Self Organizing Migrating Algorithm
DOWNLOAD
Author : Donald Davendra
language : en
Publisher: Springer
Release Date : 2016-02-04
Self Organizing Migrating Algorithm written by Donald Davendra and has been published by Springer this book supported file pdf, txt, epub, kindle and other format this book has been release on 2016-02-04 with Technology & Engineering categories.
This book brings together the current state of-the-art research in Self Organizing Migrating Algorithm (SOMA) as a novel population-based evolutionary algorithm, modeled on the predator-prey relationship, by its leading practitioners. As the first ever book on SOMA, this book is geared towards graduate students, academics and researchers, who are looking for a good optimization algorithm for their applications. This book presents the methodology of SOMA, covering both the real and discrete domains, and its various implementations in different research areas. The easy-to-follow and implement methodology used in the book will make it easier for a reader to implement, modify and utilize SOMA.
Evolutionary Algorithms In Intelligent Systems
DOWNLOAD
Author : Alfredo Milani
language : en
Publisher: MDPI
Release Date : 2020-12-07
Evolutionary Algorithms In Intelligent Systems written by Alfredo Milani and has been published by MDPI this book supported file pdf, txt, epub, kindle and other format this book has been release on 2020-12-07 with Technology & Engineering categories.

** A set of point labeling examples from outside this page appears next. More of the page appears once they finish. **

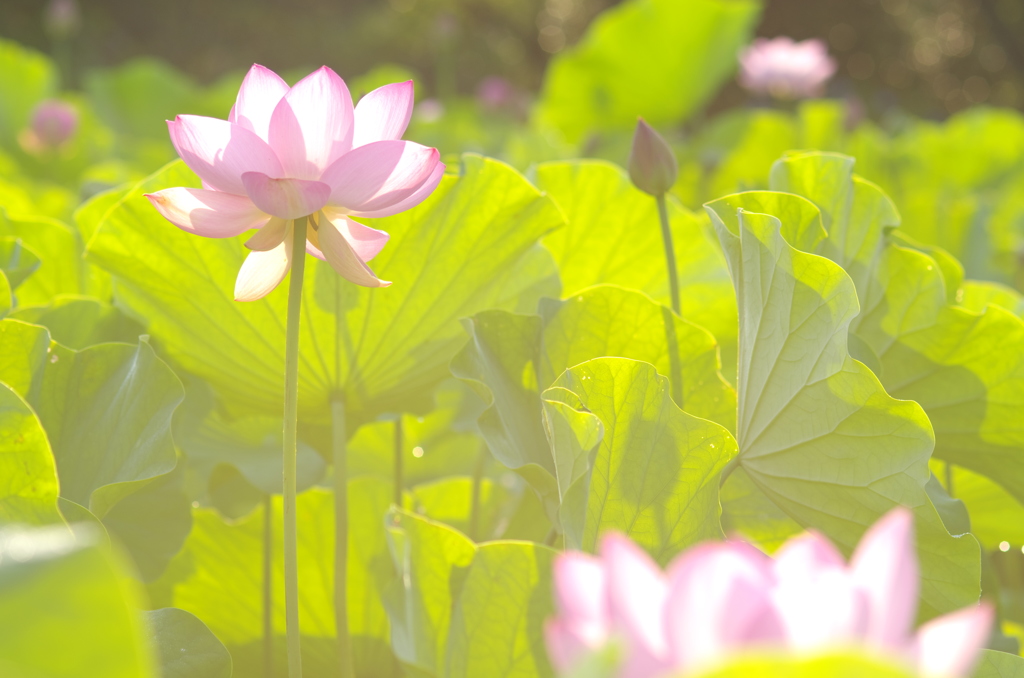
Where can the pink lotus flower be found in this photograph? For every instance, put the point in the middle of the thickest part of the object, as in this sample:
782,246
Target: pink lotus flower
784,69
721,598
285,154
53,124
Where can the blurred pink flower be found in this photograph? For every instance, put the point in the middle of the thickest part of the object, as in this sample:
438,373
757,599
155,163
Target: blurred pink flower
289,153
720,598
53,124
784,69
495,92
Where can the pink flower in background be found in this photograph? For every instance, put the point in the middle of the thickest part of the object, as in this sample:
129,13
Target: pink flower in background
53,124
720,598
287,153
784,69
496,92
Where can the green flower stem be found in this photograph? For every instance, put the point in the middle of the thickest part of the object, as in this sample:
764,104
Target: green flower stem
474,512
339,443
398,446
267,587
670,253
291,443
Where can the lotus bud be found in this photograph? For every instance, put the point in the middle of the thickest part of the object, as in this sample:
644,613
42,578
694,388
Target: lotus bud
53,123
62,17
786,70
652,165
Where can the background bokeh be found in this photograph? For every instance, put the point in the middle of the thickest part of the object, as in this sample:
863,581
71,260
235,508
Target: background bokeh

Evolutionary algorithms and metaheuristics are widely used to provide efficient and effective approximate solutions to computationally hard optimization problems. With the widespread use of intelligent systems in recent years, evolutionary algorithms have been applied, beyond classical optimization problems, to AI system parameter optimization and the design of artificial neural networks and feature selection in machine learning systems. This volume will present recent results of applications of the most successful metaheuristics, from differential evolution and particle swarm optimization to artificial neural networks, loT allocation, and multi-objective optimization problems. It will also provide a broad view of the role and the potential of evolutionary algorithms as service components in Al systems.